O dólar à vista no balcão terminou com alta de 0,36%, na máxima de R$ 2,2260. O giro estava em US$ 1,83 bilhão por volta das 16h30, segundo dados da clearing de câmbio da BM&FBovespa. No mercado futuro, o dólar para julho avançava 0,34%, a R$ 2,2300. O volume de negociação era de quase US$ 12,97 bilhões.

O índice ICE Dollar, que pesa a moeda norte-americana ante uma cesta de seis principais rivais, tinha alta de 0,09%, aos 80,34 pontos. O dólar também subia de maneira generalizada ante as principais moedas emergentes e de países exportadores de commodities, com destaque para os ganhos ante o dólar australiano (+0,56%), o dólar neozelandês (+0,51%) e o rand sul-africano (+0,59%).

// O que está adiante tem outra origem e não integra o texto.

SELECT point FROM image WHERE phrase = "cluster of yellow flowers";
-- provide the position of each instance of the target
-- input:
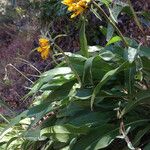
(76, 6)
(44, 48)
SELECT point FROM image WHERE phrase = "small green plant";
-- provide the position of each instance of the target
(91, 100)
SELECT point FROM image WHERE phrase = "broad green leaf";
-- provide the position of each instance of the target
(12, 123)
(105, 78)
(47, 77)
(131, 54)
(139, 97)
(114, 40)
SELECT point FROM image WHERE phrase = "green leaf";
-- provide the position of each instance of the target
(63, 133)
(97, 139)
(139, 97)
(105, 78)
(13, 122)
(114, 40)
(131, 54)
(47, 77)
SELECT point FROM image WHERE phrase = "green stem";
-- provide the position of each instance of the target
(68, 62)
(83, 39)
(135, 16)
(111, 22)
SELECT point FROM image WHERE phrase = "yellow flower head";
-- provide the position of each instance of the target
(44, 48)
(76, 6)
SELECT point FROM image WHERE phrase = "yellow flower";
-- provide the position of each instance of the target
(76, 6)
(44, 48)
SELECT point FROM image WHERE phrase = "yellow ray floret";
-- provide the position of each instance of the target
(76, 6)
(44, 48)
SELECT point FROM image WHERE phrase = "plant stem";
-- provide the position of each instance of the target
(135, 16)
(111, 22)
(68, 62)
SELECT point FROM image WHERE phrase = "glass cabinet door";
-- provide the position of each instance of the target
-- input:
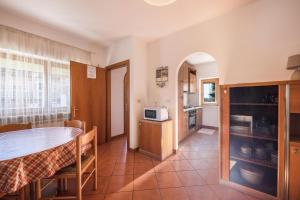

O Banco Central informou hoje que o País teve um déficit de US$ 6,635 bilhões em maio, o maior para meses de maio da série história, iniciada em 1947. O rombo no acumulado dos cinco primeiros meses do ano, de US$ 40,074 bilhões, também é recorde. Operadores citaram ainda uma saída de recursos do País pela manhã, que estaria relacionada com a Petrobras.

No exterior, dados positivos dos EUA também ajudaram o dólar. O índice de confiança do consumidor medido pelo Conference Board subiu para 85,2 em junho, de 82,2 em maio, acima das previsões de economistas consultados pela Dow Jones, de 83,5. As vendas de moradias novas, por sua vez, subiram para 504 mil em maio, alta de 18,6% ante o mês anterior, acima das estimativas de aumento para 435 mil imóveis novos. O avanço foi o maior em 22 anos.